Cardona Faces Pointed Questions on FAFSA Rollout During House Hearing on ED’s FY 25 Budget Proposal

By Hugh T. Ferguson, NASFAA Senior Staff Reporter

As House lawmakers begin to sort through President Joe Biden’s fiscal year 2025 budget proposal, members used a hearing on Wednesday with Education Secretary Miguel Cardona to demand answers on the “disastrous” rollout of the 2024-25 FAFSA.

While the appropriations subcommittee touched on the entirety of the department’s budget, members also called on the secretary to address what has gone wrong with the FAFSA form’s rollout. Meanwhile, in a committee room two floors down, a House education subcommittee held a hearing dedicated to investigating the botched rollout, where NASFAA President & CEO Justin Draeger testified.

Rep. Julia Letlow (R-La.), a former higher education administrator, wanted to know when the department knew there would be serious problems with the form’s rollout. She also stressed how important it is for financial aid administrators to receive FAFSA data in a timely and accurate manner due to the pressures of academic calendars.

“My understanding is that it's been an absolute nightmare. I hear from university administrators all the time. This isn't a partisan issue,” Letlow said. “This is something that is affecting higher education as a whole. It's affecting parents, students, and at a time when I hear from my constituents, industry leaders, that we are facing one of the worst workforce shortages in history, that we shouldn't be creating a deterrent for our students to go into higher education.”

Cardona stressed that the department was working “around the clock” to resolve issues, and that ED was doing all it could to provide students with information in a timely way. He also acknowledged that financial aid administrators are facing increasing challenges during the 2024-25 cycle.

Several members, including Letlow and Rep. John Moolenaar (R-Mich.), also wanted to know if efforts to carry out student loan debt cancellation were done at the expense of the FAFSA rollout.

Moolenaar expressed concern over resources being misallocated and argued that actions to cancel student loans were fundamentally unfair to students and parents who have repaid their loans.

Later in the hearing, Cardona explained why the department has sought to overhaul the student aid system, specifically the Public Service Loan Forgiveness (PSLF) program, and recounted a story from a teacher of color whose balance ballooned from $30,000 to $60,000 while they were making payments.
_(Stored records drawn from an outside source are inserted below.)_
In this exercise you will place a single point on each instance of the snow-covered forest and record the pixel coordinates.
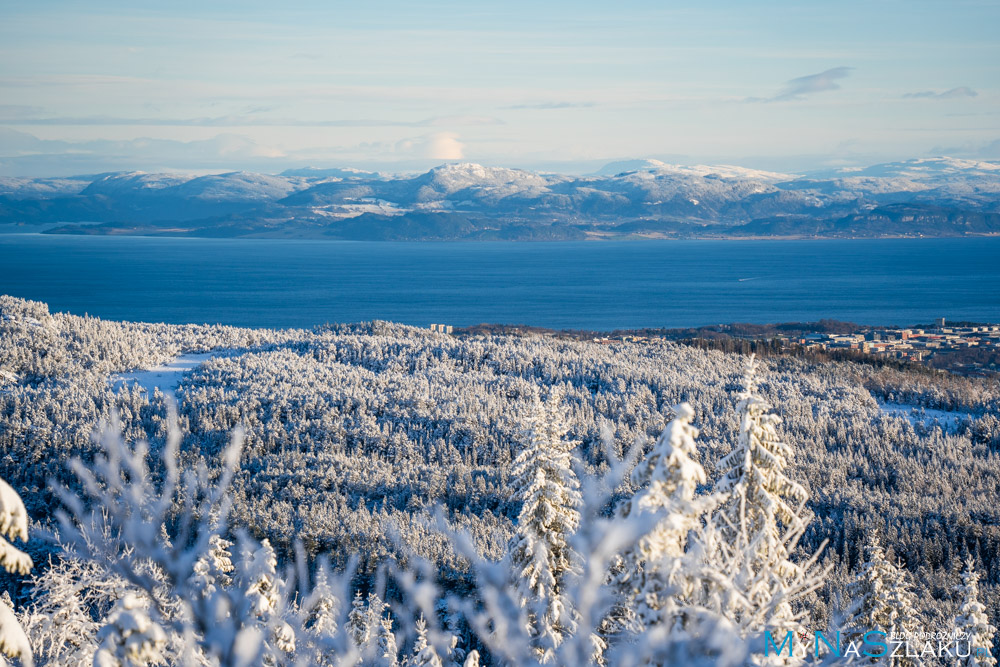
(378, 494)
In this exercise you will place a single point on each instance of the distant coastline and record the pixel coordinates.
(928, 197)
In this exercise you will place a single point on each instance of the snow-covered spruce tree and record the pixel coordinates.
(13, 525)
(357, 621)
(260, 576)
(652, 575)
(130, 638)
(880, 599)
(388, 651)
(540, 556)
(424, 654)
(761, 498)
(120, 525)
(762, 520)
(973, 622)
(497, 617)
(70, 600)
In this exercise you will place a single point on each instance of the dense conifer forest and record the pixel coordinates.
(380, 494)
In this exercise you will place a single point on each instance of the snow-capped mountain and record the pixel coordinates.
(932, 196)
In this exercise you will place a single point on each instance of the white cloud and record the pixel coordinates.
(800, 87)
(437, 146)
(961, 91)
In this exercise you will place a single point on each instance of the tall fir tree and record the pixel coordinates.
(667, 479)
(881, 600)
(762, 500)
(540, 555)
(424, 654)
(13, 525)
(973, 622)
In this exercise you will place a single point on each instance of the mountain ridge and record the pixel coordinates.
(468, 201)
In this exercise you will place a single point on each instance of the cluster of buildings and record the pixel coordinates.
(908, 344)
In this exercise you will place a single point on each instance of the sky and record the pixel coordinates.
(556, 86)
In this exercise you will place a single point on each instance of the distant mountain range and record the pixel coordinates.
(632, 199)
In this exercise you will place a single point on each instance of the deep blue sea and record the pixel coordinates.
(592, 285)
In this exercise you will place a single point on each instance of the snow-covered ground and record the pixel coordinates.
(165, 377)
(916, 415)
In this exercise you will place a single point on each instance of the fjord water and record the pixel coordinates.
(591, 285)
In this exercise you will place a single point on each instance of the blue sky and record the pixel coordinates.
(545, 85)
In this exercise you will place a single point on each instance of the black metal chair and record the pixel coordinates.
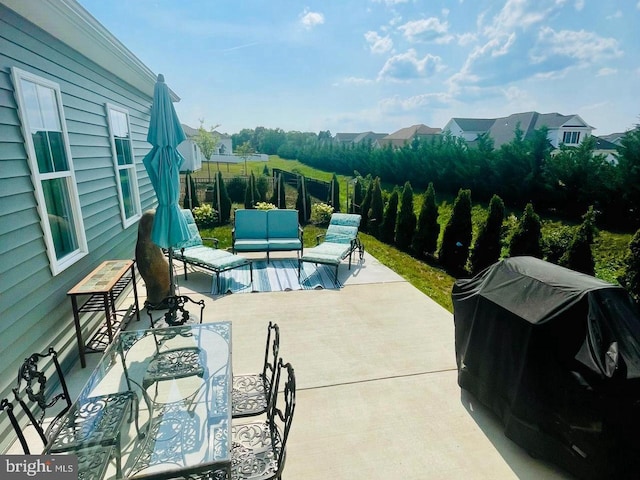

“This teacher benefited from debt relief and is benefitting from the plans that the president announced,” Cardona said. “So for me this is how we also help maintain teachers of color in our profession. We have to make sure we are increasing salaries, creating good working conditions, being intentional about recruiting and creating pathways and apprenticeships.”

The committee also touched on the department’s student aid portfolio.

Rep. Mark Pocan (D-Wisc.) questioned Cardona on funding for the Pell Grant program, citing increased pressure on funding due to its loss in purchasing power and more students becoming eligible.

“Recent analysis from the Committee for a Responsible Federal Budget found that without significantly increased funding, smaller awards, tighter eligibility, or some combination of the above, the Pell reserves can be exhausted by 2026. Possibly sooner,” Pocan warned.

Cardona noted that the president’s budget request called for a $750 increase in the maximum federal Pell Grant.

“To me, increases are going to be needed in order to ensure solvency, so that is an ask that we have. I can tell you every year it's more and more important,” Cardona said. “While we're going to work on accountability and improving the return on investment in higher education — because that's part of the broken system — we recognize that without supporting the increase in Pell we're basically just exacerbating the gaps in our country that exist now.”

Rep. Robert Aderholt (R-Ala.), chair of the subcommittee, expressed concerns about ED’s priorities, specifically the efforts to carry out student loan debt cancellation and urged the department to dial back its funding request for new programs and instead “focus on the basics.”

He also took issue with FSA’s budget request, arguing that the student loan forgiveness policies are unfair and send a dangerous message for students to borrow more.

Rep. Chuck Fleischmann (R-Tenn.) questioned Cardona on whether the department had conducted any studies on the impact forthcoming regulations — being developed through the negotiated rulemaking process — could have on the cost of course materials.

Those regulations were being considered during the program integrity and institutional quality committee’s sessions, which met earlier this year, and touched on the inclusion of books and supplies in tuition and fees charges. Fleischmann specifically wanted to know if ED has, or will, conduct a study on the potential impact of an opt-in requirement on current access programs.

Cardona said he would reach out to his staff and look into that issue.

The budget process was significantly delayed during the previous cycle and now appropriators are against the clock to meet their September 30 spending deadline.

Both chambers of Congress will continue with initial hearings for the various departments. Following those hearings, lawmakers will then begin to develop and release text containing funding levels for each department.


Publication Date: 4/11/2024

Andrew H | 4/11/2024 8:53:10 AM

It is about time he has been asked pointed questions. If we as aid offices ran our offices 1/2 as bad as this roll-out. ED would have already showed up with the chains and locks and closed 99% of institutions.